# Having a baby in Greece



## Lynne Read (Mar 12, 2013)

Hi all am new to this forum but I have lived in Greece for over 7 years but would like to ask a question?
My daughter is in the UK and in a very violent relationship she is also pregnant, I am looking to getting her to come here and live with me, her baby is due in September, does anyone have any info of maternity pay (she does work) registering the baby here and in the UK, getting the baby a passport or any other info that might help?
Thank you

Lynne


----------



## concertina (Oct 18, 2012)

*baby in greece*



Lynne Read said:


> Hi all am new to this forum but I have lived in Greece for over 7 years but would like to ask a question?
> My daughter is in the UK and in a very violent relationship she is also pregnant, I am looking to getting her to come here and live with me, her baby is due in September, does anyone have any info of maternity pay (she does work) registering the baby here and in the UK, getting the baby a passport or any other info that might help?
> Thank you
> 
> Lynne


hi lynne read I looked up your questions on net and they officially say that a baby born in greece to british parent will aquire british citizenship by descent.You must apply for a british passport for baby from the british embassy in madrid,spain with a full version of the greek birth certificate for your application.You can register your babies birth with the consulate in athens.A birth registration is optional and has no bearing on an application for a british passport.The only advantage of consular birth registration is that baby will recieve a british style birth certificate.You would pay a fee to register and must privide documents- baby birth certificate mother or father birth certificate,mother or father current british passport along with completed birth registration form.Copies would be sent to the general register office at southport in uk by the consulate.

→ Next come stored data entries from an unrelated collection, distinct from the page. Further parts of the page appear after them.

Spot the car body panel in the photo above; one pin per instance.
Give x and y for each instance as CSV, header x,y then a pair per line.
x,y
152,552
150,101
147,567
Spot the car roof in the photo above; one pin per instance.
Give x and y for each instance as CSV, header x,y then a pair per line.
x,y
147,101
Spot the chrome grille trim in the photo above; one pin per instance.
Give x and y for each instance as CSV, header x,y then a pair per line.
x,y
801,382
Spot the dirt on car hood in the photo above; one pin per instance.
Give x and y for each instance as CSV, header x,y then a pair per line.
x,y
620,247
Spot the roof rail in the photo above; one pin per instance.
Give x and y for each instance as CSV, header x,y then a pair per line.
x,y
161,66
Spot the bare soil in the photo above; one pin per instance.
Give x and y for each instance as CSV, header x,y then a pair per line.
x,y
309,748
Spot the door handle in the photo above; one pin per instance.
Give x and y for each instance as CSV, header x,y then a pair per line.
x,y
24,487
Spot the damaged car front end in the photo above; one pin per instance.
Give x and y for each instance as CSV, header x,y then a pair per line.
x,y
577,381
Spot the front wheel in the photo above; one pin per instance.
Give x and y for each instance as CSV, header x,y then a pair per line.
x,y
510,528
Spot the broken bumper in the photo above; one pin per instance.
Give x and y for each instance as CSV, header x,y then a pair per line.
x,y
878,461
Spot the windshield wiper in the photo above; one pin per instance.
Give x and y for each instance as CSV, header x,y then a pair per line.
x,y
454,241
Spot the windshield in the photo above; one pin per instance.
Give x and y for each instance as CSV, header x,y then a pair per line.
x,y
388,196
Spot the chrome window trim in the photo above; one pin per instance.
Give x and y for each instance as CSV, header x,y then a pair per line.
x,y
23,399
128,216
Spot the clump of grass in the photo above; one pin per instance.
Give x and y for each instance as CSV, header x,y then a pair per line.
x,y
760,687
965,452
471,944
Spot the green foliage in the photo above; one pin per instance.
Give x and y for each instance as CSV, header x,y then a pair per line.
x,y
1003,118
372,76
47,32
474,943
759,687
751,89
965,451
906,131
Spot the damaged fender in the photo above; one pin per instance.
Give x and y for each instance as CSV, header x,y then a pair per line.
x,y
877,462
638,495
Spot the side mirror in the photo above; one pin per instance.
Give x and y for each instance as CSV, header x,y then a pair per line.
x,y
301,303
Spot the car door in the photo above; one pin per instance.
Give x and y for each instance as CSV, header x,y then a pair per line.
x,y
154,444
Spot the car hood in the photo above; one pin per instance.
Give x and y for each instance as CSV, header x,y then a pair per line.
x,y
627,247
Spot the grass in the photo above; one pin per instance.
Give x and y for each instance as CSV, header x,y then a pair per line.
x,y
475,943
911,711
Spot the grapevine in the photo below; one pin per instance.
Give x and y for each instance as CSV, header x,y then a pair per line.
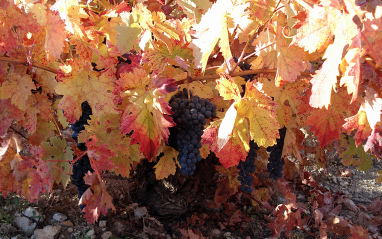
x,y
190,115
247,167
275,161
155,74
82,165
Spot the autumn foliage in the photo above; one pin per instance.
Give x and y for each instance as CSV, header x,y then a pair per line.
x,y
317,67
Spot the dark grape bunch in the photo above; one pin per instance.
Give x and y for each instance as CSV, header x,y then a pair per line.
x,y
82,166
275,162
246,167
245,66
190,116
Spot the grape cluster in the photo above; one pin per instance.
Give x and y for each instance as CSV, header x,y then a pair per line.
x,y
247,167
82,166
190,115
275,162
244,66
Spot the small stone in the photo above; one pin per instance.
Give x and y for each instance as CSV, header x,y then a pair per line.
x,y
59,217
7,229
335,180
67,223
48,232
107,235
216,233
25,224
90,233
140,212
33,214
102,223
17,237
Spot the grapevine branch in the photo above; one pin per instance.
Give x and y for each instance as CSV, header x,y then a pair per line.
x,y
25,62
242,73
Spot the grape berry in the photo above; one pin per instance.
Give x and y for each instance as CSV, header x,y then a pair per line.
x,y
82,166
190,116
246,167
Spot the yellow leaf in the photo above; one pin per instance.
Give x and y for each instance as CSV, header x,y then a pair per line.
x,y
166,164
262,114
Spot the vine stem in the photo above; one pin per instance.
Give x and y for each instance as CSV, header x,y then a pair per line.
x,y
378,63
19,133
25,62
242,73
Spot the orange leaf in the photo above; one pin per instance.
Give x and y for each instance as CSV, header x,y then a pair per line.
x,y
147,113
166,164
358,122
96,199
99,155
327,123
78,82
55,35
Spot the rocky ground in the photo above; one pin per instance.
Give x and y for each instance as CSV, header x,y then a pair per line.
x,y
57,215
142,211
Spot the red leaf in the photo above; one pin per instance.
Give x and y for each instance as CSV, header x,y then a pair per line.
x,y
99,156
96,199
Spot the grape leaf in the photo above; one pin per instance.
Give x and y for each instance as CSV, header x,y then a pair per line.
x,y
79,83
211,29
262,10
228,88
351,77
11,18
99,155
8,112
372,26
360,123
237,146
40,180
55,35
379,178
326,123
261,112
166,165
39,12
372,105
316,32
194,8
44,130
199,89
147,113
106,129
354,155
17,88
128,32
345,30
293,141
60,154
289,59
96,198
374,142
38,106
9,183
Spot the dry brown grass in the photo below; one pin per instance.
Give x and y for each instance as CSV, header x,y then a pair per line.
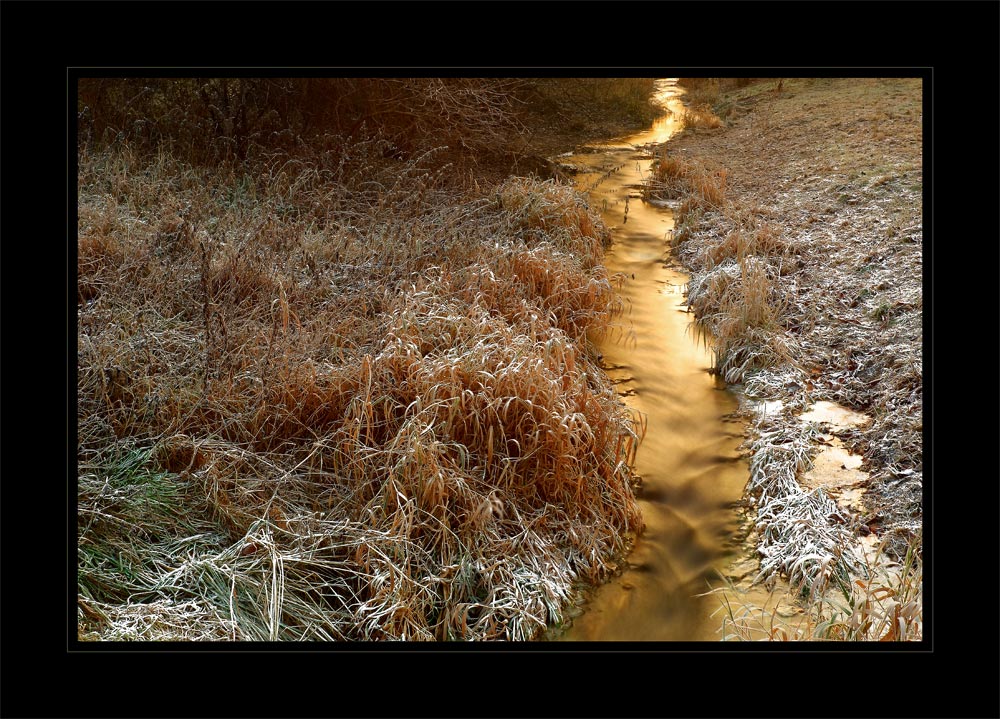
x,y
701,116
674,178
360,394
811,289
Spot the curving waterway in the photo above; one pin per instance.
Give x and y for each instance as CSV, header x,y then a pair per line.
x,y
692,474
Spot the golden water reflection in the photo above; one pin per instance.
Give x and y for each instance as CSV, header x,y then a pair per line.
x,y
692,472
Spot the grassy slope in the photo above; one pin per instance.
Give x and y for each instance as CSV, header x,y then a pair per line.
x,y
802,227
342,395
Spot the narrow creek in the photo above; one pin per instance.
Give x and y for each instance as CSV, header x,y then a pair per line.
x,y
692,473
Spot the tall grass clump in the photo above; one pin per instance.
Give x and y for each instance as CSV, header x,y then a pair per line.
x,y
673,178
338,393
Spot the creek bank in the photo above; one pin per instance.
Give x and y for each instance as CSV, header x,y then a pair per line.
x,y
818,205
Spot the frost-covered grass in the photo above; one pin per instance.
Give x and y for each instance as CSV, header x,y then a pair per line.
x,y
340,397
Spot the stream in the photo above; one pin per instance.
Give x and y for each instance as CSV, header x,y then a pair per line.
x,y
692,473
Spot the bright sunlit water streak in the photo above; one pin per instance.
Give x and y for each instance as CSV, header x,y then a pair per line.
x,y
691,470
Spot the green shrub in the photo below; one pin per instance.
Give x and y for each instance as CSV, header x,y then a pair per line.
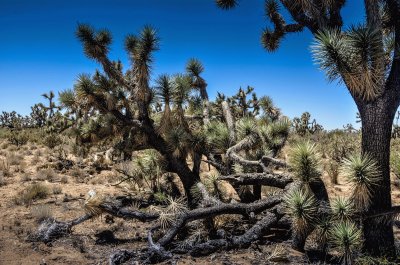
x,y
33,192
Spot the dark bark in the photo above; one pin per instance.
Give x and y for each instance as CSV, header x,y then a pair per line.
x,y
222,208
251,235
377,118
267,179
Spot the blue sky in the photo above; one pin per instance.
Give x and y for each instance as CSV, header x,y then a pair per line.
x,y
39,51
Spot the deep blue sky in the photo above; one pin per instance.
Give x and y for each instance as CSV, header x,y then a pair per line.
x,y
39,51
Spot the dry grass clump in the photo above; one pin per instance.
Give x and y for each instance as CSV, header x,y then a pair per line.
x,y
78,173
12,148
32,192
5,167
64,179
14,159
4,145
333,172
57,189
41,213
25,177
46,174
3,182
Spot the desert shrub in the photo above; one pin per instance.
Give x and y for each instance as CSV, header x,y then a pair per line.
x,y
52,140
341,144
46,174
2,180
32,192
395,164
5,167
41,213
25,177
14,159
57,189
4,145
18,138
78,173
64,179
333,171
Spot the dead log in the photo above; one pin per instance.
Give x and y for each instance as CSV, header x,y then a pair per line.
x,y
51,229
242,241
222,208
266,179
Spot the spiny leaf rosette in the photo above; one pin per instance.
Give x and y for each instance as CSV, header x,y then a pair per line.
x,y
304,162
302,207
347,239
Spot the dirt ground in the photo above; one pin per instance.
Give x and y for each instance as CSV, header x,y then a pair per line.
x,y
84,246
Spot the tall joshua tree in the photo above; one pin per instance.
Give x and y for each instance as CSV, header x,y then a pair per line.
x,y
128,96
366,59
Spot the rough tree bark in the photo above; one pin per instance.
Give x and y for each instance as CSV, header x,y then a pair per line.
x,y
377,118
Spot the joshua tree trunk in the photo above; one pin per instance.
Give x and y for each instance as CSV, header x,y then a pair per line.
x,y
377,118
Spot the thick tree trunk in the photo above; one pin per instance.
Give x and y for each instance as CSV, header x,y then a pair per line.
x,y
377,118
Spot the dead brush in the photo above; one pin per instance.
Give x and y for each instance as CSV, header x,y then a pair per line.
x,y
21,167
278,254
41,213
32,192
3,182
46,174
78,173
5,167
14,159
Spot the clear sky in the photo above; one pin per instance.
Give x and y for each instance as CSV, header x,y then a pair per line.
x,y
39,51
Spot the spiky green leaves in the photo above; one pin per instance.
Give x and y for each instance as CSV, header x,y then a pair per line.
x,y
164,88
194,67
178,139
217,136
302,208
95,44
181,89
226,4
67,98
168,215
354,56
84,86
304,160
363,173
347,239
246,126
342,209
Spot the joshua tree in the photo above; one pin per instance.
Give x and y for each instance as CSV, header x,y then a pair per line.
x,y
127,97
366,59
52,105
302,125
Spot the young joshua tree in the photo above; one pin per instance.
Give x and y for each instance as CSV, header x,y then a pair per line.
x,y
366,59
127,96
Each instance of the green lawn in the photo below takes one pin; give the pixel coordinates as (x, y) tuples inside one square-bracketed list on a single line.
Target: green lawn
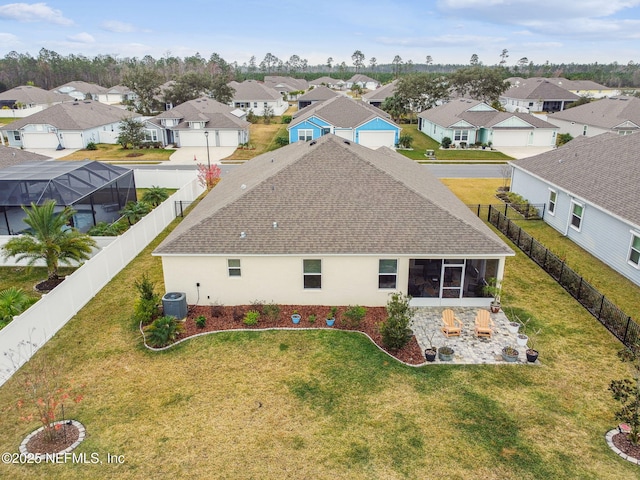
[(328, 404)]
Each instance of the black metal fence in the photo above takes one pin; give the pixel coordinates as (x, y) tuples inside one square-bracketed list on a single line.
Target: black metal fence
[(614, 319)]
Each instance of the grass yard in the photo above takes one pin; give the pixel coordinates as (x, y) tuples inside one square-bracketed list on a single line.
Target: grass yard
[(422, 142), (328, 404)]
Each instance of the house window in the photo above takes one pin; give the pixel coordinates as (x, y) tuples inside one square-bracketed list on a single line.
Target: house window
[(312, 270), (387, 273), (460, 135), (305, 135), (233, 266), (552, 201), (634, 254), (576, 215)]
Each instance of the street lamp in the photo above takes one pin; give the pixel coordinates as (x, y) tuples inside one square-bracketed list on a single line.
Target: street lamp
[(206, 137)]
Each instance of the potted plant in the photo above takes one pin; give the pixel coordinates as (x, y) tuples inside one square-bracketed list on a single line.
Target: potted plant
[(331, 316), (431, 352), (445, 353), (510, 354)]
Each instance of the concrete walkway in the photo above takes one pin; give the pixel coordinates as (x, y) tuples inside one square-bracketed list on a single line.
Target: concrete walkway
[(468, 349)]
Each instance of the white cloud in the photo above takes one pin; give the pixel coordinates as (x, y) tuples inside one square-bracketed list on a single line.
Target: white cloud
[(83, 37), (33, 12)]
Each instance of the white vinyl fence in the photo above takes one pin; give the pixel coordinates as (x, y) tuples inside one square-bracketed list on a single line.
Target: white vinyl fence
[(28, 332)]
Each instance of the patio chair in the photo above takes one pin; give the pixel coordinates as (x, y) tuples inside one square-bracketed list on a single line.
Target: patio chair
[(484, 324), (452, 325)]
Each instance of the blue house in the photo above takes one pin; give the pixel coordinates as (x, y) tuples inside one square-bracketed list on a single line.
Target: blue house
[(355, 121)]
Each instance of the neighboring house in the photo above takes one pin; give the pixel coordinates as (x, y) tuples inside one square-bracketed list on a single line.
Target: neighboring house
[(196, 122), (68, 125), (620, 115), (469, 122), (315, 95), (362, 81), (96, 191), (331, 223), (590, 188), (255, 96), (379, 95), (79, 90), (355, 121), (583, 88), (286, 85), (536, 95), (20, 102)]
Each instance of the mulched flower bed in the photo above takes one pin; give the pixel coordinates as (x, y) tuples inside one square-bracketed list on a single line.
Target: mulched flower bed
[(623, 444), (231, 317)]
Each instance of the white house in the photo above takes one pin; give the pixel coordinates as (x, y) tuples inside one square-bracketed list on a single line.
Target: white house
[(331, 222), (590, 188)]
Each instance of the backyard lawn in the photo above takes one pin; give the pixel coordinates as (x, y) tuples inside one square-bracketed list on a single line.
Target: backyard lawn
[(328, 404)]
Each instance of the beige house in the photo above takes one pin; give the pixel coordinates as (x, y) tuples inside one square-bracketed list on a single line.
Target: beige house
[(330, 222)]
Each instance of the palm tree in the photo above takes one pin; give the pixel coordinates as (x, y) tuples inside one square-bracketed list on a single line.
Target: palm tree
[(50, 239)]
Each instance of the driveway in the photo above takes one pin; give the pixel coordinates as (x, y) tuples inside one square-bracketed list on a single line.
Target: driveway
[(186, 155)]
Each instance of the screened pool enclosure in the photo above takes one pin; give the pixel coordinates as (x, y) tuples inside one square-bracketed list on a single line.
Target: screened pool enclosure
[(97, 191)]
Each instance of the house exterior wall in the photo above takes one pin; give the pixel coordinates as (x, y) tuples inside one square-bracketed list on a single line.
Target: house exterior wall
[(603, 235)]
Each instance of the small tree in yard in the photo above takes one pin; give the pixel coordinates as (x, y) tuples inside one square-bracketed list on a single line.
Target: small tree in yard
[(627, 392), (395, 329)]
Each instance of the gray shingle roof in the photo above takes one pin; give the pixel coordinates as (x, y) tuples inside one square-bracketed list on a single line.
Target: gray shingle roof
[(604, 170), (216, 114), (74, 116), (605, 113), (342, 112), (331, 197)]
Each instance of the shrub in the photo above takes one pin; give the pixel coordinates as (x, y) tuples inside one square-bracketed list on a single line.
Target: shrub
[(163, 331), (354, 316), (251, 318), (395, 329)]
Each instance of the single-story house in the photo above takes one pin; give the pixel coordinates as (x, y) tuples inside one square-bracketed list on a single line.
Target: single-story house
[(96, 191), (620, 115), (68, 125), (590, 188), (315, 95), (20, 102), (196, 122), (79, 90), (355, 121), (331, 222), (362, 81), (255, 96), (468, 122), (379, 95), (536, 95)]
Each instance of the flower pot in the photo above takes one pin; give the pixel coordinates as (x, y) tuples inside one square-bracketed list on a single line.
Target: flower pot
[(513, 327), (510, 356), (430, 355)]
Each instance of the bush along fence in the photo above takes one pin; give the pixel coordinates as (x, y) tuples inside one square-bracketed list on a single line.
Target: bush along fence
[(613, 318)]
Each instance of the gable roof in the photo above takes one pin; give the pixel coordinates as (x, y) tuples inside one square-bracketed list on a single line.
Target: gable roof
[(250, 90), (603, 170), (326, 199), (341, 111), (538, 89), (74, 116), (214, 113), (30, 95), (606, 113)]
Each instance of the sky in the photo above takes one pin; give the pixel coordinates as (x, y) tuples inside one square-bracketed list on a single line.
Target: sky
[(449, 31)]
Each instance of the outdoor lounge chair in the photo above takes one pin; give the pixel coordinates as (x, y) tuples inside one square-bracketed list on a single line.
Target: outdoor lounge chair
[(452, 325), (484, 324)]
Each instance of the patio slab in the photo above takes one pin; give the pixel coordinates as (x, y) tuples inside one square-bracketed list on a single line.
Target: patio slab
[(468, 349)]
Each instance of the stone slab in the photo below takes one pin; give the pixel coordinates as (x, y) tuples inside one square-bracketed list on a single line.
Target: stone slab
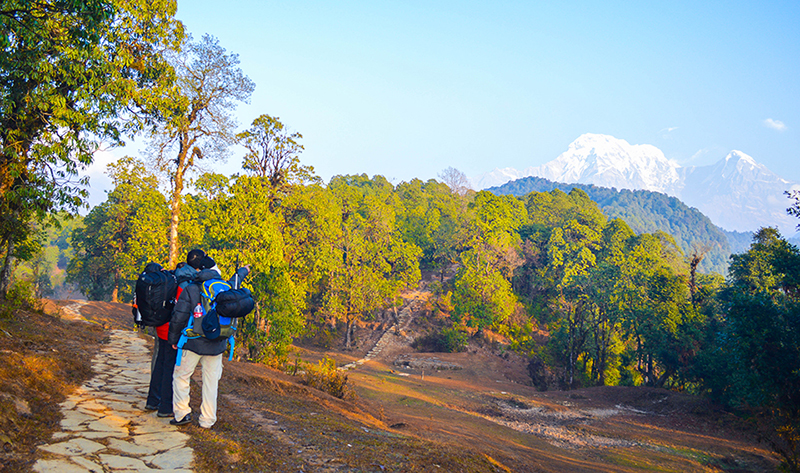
[(74, 447), (174, 459)]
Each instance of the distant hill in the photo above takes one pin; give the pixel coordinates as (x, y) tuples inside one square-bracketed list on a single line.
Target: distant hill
[(736, 192), (646, 212)]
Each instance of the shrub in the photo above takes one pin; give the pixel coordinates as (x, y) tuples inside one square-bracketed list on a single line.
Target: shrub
[(21, 296), (325, 377), (447, 340)]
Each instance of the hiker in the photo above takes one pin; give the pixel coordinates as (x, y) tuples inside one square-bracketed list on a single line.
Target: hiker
[(197, 350), (159, 396)]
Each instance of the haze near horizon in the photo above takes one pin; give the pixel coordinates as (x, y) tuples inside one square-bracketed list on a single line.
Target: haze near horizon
[(406, 90)]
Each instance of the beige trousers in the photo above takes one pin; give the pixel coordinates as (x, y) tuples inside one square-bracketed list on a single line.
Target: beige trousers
[(212, 372)]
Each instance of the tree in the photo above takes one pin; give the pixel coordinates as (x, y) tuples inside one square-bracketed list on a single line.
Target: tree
[(272, 154), (199, 123), (483, 290), (72, 74), (371, 262), (456, 180), (120, 235), (756, 341), (794, 209)]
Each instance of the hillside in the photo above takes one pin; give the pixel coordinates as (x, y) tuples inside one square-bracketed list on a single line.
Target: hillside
[(646, 212), (736, 192), (413, 411)]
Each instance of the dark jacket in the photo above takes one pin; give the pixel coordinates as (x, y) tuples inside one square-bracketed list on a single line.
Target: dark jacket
[(189, 298)]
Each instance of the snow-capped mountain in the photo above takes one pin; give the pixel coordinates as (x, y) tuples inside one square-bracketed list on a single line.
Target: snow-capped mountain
[(736, 193), (609, 162)]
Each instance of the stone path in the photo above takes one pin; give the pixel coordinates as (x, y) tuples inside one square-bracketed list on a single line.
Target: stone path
[(392, 334), (104, 428)]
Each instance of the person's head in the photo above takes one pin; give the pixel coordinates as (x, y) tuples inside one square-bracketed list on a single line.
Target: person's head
[(207, 263), (195, 258)]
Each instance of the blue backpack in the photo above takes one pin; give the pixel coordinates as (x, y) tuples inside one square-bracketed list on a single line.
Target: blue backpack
[(217, 313)]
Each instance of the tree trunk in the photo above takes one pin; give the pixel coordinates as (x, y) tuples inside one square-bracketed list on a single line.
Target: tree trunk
[(5, 272), (347, 333), (175, 203)]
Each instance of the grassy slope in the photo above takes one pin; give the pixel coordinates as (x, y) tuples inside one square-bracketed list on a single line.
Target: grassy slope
[(455, 420)]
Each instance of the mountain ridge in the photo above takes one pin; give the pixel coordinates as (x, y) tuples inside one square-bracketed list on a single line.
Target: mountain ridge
[(737, 193)]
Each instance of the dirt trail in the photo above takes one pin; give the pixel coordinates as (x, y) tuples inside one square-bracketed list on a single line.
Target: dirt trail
[(104, 427)]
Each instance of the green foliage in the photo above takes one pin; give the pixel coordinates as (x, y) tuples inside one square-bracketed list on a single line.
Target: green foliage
[(21, 296), (197, 120), (645, 212), (483, 296), (272, 154), (451, 339), (752, 350), (55, 111), (120, 235), (325, 377), (371, 263)]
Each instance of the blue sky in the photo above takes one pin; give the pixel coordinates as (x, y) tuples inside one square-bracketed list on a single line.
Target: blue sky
[(406, 89)]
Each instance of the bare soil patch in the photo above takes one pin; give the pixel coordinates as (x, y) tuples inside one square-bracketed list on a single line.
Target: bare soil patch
[(470, 412)]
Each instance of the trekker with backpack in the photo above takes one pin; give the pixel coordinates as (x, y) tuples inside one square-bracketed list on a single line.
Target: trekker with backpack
[(197, 349), (159, 396)]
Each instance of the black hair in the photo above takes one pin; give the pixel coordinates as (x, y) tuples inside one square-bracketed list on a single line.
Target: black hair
[(195, 258)]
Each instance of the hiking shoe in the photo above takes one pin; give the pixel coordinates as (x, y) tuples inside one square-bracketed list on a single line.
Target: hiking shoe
[(183, 421)]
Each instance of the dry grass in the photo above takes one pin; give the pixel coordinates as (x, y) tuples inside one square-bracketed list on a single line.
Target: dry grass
[(41, 360), (465, 420)]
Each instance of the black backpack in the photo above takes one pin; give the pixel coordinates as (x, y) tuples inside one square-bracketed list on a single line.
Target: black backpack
[(154, 298)]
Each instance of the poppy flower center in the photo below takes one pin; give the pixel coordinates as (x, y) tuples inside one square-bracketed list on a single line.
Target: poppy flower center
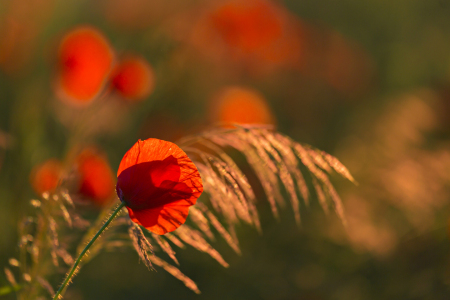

About maternity leave payment-it says -If the claimant is an eu citizen she is entitled to maternity benefit for any period of her maternity leave spent in an eu country. Claims should be submitted 6 weeks or 12 weeks if self employed before the claimant intends to commence maternity leave. To renew a british passport if living in greece all of us must go through spain,its all done by courier to safe guard your precious documents.A neighbour of mine just did it and all was fine as long as you send exactly all documents they ask for.The courier will deliver even to remote areas.And new passports also go through spain.strange though it seems.I did see somewhere on net now that the british government is thinking to tax maternity leave payments this year.I hope this has helped you,of course double check yourself as well.I wish your daughter all the best with her baby.


----------